On the 26th of February in the year 1401, an English priest named William Sawtrey was hauled before his Archbishop to learn whether he would live or die.

Sawtrey wasn’t a witch or satanist, or even a criminal. He was, however, an early leader in a breakaway religion known as Lollardism, which both the Church and the English government viewed as a major threat.

The Lollards followed the basic plotline of Christianity. But they criticized the heavy taxes that people paid to the Church, and they questioned the ways in which the Church spent its riches.

More importantly, the Lollards believed in the separation of church and state. They also strongly opposed war and preached that all Christians should live in peace.

Those last points were enough for the English government to treat the Lollards as subversive enemies of the state. And in 1401, parliament passed a law authorizing heretics to be burned at the stake.

Sawtrey was the first victim of this law. He was charged with heresy, convicted on February 26, and burned at the stake days later.

The government hoped that Sawtrey’s death would silence the Lollards and scare everyone into submission. But it actually had the opposite effect; support for Lollardism grew, and many people spoke out against Sawtrey’s unjust punishment.

In fact, little by little, people started having the courage to speak out against the harsh treatment of heretics.

Erasmus of Rotterdam was one of the most famous intellectuals of the Middle Ages, and he wrote later that heretics should be treated with “gentleness, courteous language, softness,” and that Catholics should “not be feared with cruelness”.
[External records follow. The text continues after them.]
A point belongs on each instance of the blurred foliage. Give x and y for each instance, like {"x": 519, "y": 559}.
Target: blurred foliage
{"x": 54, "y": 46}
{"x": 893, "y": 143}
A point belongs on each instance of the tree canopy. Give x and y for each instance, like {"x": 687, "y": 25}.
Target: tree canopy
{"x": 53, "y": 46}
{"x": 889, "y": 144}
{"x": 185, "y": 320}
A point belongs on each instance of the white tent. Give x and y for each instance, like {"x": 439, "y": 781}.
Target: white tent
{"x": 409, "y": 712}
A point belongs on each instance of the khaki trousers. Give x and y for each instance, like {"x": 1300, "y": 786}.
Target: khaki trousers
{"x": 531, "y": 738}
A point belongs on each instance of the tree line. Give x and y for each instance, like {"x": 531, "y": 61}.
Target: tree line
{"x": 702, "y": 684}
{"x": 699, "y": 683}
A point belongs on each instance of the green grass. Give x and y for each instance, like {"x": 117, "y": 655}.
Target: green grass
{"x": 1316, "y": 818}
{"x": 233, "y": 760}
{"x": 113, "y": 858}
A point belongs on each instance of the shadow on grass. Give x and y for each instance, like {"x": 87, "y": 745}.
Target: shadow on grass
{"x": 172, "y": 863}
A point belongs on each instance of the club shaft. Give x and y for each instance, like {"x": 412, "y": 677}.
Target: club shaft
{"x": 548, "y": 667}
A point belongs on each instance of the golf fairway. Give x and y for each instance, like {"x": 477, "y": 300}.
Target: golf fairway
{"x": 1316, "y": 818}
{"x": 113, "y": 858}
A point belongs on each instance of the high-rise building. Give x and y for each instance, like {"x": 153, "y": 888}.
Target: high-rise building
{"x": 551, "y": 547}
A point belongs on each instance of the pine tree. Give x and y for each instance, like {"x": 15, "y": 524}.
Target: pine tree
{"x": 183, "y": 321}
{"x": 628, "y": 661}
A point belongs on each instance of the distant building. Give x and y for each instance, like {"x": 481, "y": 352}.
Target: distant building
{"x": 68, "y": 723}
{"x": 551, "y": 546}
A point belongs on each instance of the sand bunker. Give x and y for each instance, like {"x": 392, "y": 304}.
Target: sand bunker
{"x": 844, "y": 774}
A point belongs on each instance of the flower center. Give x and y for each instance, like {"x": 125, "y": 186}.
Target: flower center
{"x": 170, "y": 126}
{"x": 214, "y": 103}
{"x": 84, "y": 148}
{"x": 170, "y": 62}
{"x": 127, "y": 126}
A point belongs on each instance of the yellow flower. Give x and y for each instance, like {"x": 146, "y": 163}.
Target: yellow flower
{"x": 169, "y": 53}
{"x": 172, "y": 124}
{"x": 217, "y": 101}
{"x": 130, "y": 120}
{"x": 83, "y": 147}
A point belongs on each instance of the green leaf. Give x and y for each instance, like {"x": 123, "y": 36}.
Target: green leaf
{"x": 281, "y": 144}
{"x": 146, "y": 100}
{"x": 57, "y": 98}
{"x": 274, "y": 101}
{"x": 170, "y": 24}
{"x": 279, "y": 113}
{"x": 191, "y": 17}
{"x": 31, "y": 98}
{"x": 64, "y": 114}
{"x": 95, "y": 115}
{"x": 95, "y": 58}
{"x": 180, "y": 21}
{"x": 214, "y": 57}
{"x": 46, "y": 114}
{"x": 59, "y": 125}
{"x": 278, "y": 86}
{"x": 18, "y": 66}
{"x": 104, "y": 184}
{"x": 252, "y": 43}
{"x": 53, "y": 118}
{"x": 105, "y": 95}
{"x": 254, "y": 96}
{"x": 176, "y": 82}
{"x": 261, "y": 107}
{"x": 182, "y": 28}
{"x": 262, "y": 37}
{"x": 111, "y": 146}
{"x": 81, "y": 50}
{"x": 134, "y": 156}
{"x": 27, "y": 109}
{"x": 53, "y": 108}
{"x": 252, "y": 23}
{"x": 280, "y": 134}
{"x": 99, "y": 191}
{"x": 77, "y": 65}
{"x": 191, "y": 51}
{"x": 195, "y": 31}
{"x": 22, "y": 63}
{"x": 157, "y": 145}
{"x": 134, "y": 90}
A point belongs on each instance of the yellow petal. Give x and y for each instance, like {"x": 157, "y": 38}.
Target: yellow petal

Martin Luther similarly wrote that heretics should be engaged with logic and reason rather than violence. If you have to burn someone at the stake just because he disagrees with you, your argument doesn’t have much merit.

The last heretic to be burned at the stake was executed on July 26, 1826. It’s been nearly two centuries since then. And while heretics are not longer burned alive, the practice of persecuting certain individuals for their ideological convictions still runs deep today.